Cool It Down
6.9
Cool It Down

Album de Yeah Yeah Yeahs (2022)

De retour sur scène depuis 2017, le groupe de Karen O a enfin décidé de réinvestir le studio. Avec Cool It Down, nouvelle livraison synthétique à plus d'un titre, le trio new-yorkais se refuse tout regard en arrière et roule sur la nostalgie comme un tank sans rétroviseurs.

Quand on aime, dit le proverbe, on ne compte pas. Sauf quand il s'agit de sorties musicales. Nul besoin de calculatrice pour constater que presque vingt ans ont passé depuis Fever To Tell, prometteuse petite météorite art-punk à facettes, riche du minerai étincelant dont on fait de belles carrières, et où les guitares stoogiennes se raidissaient sous une cravache new wave maniée avec charisme par Karen O. La brune à frange Ramonesque était rapidement devenue l’une des deux frontwomen rock essentielles de la décennie aux côtés d’Alison Mosshart. Or, si la chanteuse des Kills et du Dead Weather s’est montrée d’une grande parcimonie dans ses rares excursions en solo, Karen n’a jamais caché ses ambitions en la matière. Dès 2009, elle signait la BO du Max et les Maximonstres de Spike Jonze. Mais aussi pléthore de singles et collaborations en tout genre. Avec David Lynch, avec Adidas, avec Trent Reznor (dynamitant Immigrant Song pour David Fincher) et avec Kenzo (l’excellent Yo! My Saint, à la vidéo réalisée par Ana Lily Amirpour).

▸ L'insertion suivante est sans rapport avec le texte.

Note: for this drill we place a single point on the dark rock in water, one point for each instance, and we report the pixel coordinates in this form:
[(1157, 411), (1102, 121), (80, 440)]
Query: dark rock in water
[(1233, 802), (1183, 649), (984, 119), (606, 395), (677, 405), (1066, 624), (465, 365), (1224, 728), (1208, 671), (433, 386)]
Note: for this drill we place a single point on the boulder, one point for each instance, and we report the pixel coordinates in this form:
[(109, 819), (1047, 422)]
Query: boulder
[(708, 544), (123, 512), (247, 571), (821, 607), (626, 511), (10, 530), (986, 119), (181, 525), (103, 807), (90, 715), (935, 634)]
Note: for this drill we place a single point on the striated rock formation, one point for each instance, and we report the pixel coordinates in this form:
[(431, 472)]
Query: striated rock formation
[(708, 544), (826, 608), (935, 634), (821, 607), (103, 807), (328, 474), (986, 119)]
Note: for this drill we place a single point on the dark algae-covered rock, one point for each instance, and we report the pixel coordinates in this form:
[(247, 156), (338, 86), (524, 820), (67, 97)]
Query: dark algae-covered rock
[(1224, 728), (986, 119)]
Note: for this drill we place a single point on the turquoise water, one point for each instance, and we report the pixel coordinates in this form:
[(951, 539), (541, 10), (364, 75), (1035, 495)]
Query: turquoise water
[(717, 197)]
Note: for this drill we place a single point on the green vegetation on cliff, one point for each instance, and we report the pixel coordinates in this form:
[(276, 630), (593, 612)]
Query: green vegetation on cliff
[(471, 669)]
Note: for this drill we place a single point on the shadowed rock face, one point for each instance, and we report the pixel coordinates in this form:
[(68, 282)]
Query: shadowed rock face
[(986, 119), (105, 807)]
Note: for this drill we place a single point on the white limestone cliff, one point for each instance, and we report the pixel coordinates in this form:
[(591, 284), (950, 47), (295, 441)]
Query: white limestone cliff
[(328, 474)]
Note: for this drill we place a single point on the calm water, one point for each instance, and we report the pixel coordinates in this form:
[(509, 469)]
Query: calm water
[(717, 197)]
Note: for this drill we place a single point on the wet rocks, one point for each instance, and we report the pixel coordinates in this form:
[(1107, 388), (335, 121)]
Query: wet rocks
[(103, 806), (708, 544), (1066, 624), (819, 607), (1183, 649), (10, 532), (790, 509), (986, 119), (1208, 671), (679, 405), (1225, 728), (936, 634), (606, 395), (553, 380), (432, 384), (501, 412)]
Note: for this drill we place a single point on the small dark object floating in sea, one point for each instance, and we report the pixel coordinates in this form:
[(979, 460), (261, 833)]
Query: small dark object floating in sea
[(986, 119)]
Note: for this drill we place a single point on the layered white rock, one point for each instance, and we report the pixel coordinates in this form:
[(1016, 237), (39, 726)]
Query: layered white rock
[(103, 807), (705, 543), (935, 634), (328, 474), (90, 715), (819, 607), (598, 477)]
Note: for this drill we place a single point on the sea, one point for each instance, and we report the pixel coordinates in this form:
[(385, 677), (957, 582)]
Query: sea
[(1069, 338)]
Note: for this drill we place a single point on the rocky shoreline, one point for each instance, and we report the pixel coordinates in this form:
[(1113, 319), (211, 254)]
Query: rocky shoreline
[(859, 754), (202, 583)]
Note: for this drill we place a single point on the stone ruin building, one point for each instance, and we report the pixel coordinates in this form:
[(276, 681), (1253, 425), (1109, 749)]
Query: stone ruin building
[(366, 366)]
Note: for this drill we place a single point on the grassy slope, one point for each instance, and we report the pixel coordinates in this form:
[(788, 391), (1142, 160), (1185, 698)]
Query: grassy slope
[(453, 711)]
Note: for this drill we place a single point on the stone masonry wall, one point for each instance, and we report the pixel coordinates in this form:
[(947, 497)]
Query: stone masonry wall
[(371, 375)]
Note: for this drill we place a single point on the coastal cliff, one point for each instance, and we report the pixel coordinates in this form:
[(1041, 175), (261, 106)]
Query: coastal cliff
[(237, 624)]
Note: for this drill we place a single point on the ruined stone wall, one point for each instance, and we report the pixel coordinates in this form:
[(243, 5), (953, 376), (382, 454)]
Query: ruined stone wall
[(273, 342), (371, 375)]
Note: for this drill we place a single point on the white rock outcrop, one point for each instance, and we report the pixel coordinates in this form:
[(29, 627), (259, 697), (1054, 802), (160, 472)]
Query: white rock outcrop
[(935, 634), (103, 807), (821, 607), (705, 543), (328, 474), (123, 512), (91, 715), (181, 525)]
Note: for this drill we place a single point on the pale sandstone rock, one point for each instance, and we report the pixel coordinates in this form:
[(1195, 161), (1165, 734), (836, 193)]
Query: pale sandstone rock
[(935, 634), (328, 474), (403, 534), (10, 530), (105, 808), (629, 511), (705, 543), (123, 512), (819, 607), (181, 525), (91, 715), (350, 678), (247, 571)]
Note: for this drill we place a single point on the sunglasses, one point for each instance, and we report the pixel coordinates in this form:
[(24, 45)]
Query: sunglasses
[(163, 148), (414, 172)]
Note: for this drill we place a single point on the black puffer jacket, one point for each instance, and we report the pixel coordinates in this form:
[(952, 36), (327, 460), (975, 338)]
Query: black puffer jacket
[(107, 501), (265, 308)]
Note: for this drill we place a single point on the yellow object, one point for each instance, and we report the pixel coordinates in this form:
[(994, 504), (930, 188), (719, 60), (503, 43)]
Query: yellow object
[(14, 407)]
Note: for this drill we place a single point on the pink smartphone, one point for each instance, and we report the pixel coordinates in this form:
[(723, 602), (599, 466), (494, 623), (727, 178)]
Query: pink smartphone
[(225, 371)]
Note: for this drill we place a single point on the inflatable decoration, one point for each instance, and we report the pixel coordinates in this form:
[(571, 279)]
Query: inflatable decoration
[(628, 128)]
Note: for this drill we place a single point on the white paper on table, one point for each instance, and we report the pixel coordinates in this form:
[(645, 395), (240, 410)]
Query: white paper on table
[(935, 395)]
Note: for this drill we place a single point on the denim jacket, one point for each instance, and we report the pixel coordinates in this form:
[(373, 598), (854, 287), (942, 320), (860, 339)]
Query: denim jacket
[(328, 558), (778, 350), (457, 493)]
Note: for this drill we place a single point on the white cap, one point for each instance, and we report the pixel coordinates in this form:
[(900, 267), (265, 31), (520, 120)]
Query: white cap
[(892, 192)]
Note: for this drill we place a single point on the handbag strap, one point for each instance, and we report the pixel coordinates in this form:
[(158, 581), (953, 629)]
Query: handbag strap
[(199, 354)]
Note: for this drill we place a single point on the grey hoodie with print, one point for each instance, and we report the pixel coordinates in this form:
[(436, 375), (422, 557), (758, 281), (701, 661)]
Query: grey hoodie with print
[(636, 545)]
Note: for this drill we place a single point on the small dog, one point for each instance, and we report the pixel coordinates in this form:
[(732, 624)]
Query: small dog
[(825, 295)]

Pourtant, tout ne fut pas immédiatement gagné pour les trois new-yorkais. Après l'enthousiasme suscité par le premier album, Karen, Brian Chase (batterie) et Nick Zinner (guitare, claviers) étaient attendus au tournant d’une route où se faisait sentir un fumet de goudron et de plumes. Le deuxième opus, Show Your Bones, semblait justement refuser de céder aux sirènes de la pop calibrée en suivant celles d’un rock qui ne l’était pas moins, étouffant momentanément l’élan d’un groupe qu’on devinait désireux d’aller de l’avant tout schuss. Ce fut finalement chose faite en 2009 avec It’s Blitz, célébré encore à ce jour comme un succès commercial et critique, où le trio irriguait son rock anguleux de disco pailleté et de pop synthétique. Porté par un tiercé gagnant de singles imparables (Head Will Roll, Skeletons et l’irrésistible Zero), l’album dansait avec une fluidité sensuelle sur un pic d’équilibre entre ancien et moderne, humain et robotique, rock et pop, disco et punk pour concrétiser tout le potentiel contenu dans ses prédécesseurs. L’effet de surprise moins prégnant de Mosquito en 2013 lui valut quelques détracteurs, sans empêcher les années de lui faire gagner en cachet. Il suffit de réécouter l’introduction de Sacrilege pour constater qu’aucun autre groupe n’a sonné ainsi depuis la mise en hiatus studio des New-Yorkais.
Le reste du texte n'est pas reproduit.